PRACTICAL TIPS FOR AGED CARE AND SUPPORT.
Ageing often brings changes that affect daily life — how meals are managed, how medications are taken, how safely someone moves around, or how support fits into the day.
For many people, understanding how aged care works, how to access support, and what high quality day-to-day care actually looks like can feel confusing or overwhelming.
PRACTICAL TIPS FOR AGED CARE AND SUPPORT presents a series of day to day issues and concerns, broader system issues, and common roles and supports available to help everyone to have a better understanding of how aged care and services work. It is written to support older people, families, carers and communities to better understand what is happening, how to stay involved, and how to help us to achieve system improvements. In a system that is stretched, staying involved helps to ensure you or your loved one gets the high-quality and person-centred care that our community expects.
The Guide has been developed as part of Bevan Eatts MLA’s work as Shadow Minister for Aged Care, informed by ongoing conversations with older Western Australians, families, frontline workers, aged care providers, and healthcare providers. It reflects what people often say they struggle with most: not knowing how the system works, who does what, or what it’s reasonable to ask for.

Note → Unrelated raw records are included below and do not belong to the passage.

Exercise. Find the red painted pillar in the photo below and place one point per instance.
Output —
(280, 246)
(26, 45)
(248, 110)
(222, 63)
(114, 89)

This is not advice, and it is not a substitute for professional care. It is a resource to help people understand care as it is delivered in practice, what high quality care might look like — and to feel more confident asking for what they or loved one might need.
HOW THESE TIPS HELP.
Aged care is not just a service — it is a system. Support is delivered in different ways depending on whether someone is receiving help at home, or living in residential aged care.
These Tips are organised into two linked sections that reflect how aged care is most commonly experienced:
Ageing at Home with Support
Aged Care Homes
Both sections cover the same everyday issues — such as weight loss, falls, medications, pain, behaviour or mood changes, sleep, continence, skin health, hydration and infections — but look at them through the lens of how care is provided and monitored in each setting.
This helps people understand:
common changes and incidents, and what can be done when they occur
how concerns are documented, monitored, and reviewed
who is typically involved day to day
when and how issues are escalated
where the system might need your support
You don’t need to navigate this perfectly. People often move between these settings, and it’s common to read across both sections.